I have learned in this last year that freedom is not very straightforward at all. It does not occur at the moment when the prison door flies open, or the slave’s shackles are taken off. The metaphorical and literal prison doors and the shackles stay on, inside your head. Being unfree and knowing it is far less of a problem than having been indoctrinated into a state of compliance. When the latter happens, the loss of freedom is as much between your ears as anywhere else, and that takes a long time to fix. I am learning, slowly, to think for myself, to want things on my own account even when they aren’t wholly convenient to others. Those basic, basic rights to self determination and to not feeling afraid are going to be hard won, but ye gods are they worth fighting for. Every day is to some degree a fight towards my own sense of personhood, and my ability to be free.

Issues of budget and normal restrictions aside… I can eat as I please. I can sleep undisturbed. I can say ‘no’ without having to be fearful of the consequences. I can make decisions for myself. I can choose what I wear, and I can make that choice for any reason without needing to justify it. I can be happy without fearing some kind of backlash (although I still don’t entirely trust that, but I’m getting better.) I can take time to rest.

I’m not even slightly interested in the kind of sick ‘liberty’ that enables people to do whatever they want to whomever they want without restriction. I don’t want any freedom that costs some other person unfairly.

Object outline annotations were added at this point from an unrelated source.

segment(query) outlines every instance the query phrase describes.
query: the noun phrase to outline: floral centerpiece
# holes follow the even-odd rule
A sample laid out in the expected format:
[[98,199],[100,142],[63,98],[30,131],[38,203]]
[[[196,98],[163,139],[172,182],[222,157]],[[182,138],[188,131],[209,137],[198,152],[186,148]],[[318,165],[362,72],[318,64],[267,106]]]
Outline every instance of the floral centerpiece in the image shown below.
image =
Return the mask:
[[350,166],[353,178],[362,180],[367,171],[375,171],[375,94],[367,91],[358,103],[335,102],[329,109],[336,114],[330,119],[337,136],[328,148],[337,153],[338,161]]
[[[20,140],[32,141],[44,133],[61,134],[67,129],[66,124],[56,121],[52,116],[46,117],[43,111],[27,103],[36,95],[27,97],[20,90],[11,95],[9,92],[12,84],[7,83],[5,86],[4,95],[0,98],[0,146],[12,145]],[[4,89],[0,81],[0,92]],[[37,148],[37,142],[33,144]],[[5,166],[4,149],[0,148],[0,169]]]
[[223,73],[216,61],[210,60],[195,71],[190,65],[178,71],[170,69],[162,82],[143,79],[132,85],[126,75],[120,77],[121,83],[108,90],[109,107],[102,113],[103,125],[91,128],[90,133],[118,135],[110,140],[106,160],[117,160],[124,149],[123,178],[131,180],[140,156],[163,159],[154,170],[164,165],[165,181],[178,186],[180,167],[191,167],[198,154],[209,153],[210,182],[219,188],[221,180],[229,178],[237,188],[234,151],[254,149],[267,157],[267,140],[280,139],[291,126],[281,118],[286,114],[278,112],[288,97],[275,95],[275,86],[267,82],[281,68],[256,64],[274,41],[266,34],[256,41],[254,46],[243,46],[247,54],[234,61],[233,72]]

But there are very basic freedoms that we all need in order to feel whole, to feel like people. Stripped of the right to self determine, stripped of control over your own body or mind, is a terrible thing to endure. I have that freedom back now, but I am all too aware that far too many people do not have those same basic things. Not just the victims of terrible regimes in distant countries, but people whose own families, employers, and partners have made slaves of them. The sex trafficked, the abused children, the beaten women, the illegal immigrants in work gangs… there are so many for whom loss of freedom can be a step on the way to loss of life.

Cherish the freedom you have. Do not let anyone tell you they have the right to take away your own freedom to think and feel as you choose. Freedom is the most essential, precious thing and can be stripped away all too easily. Until we are all free, any freedom held individually is partial. There is a great deal of work to be done.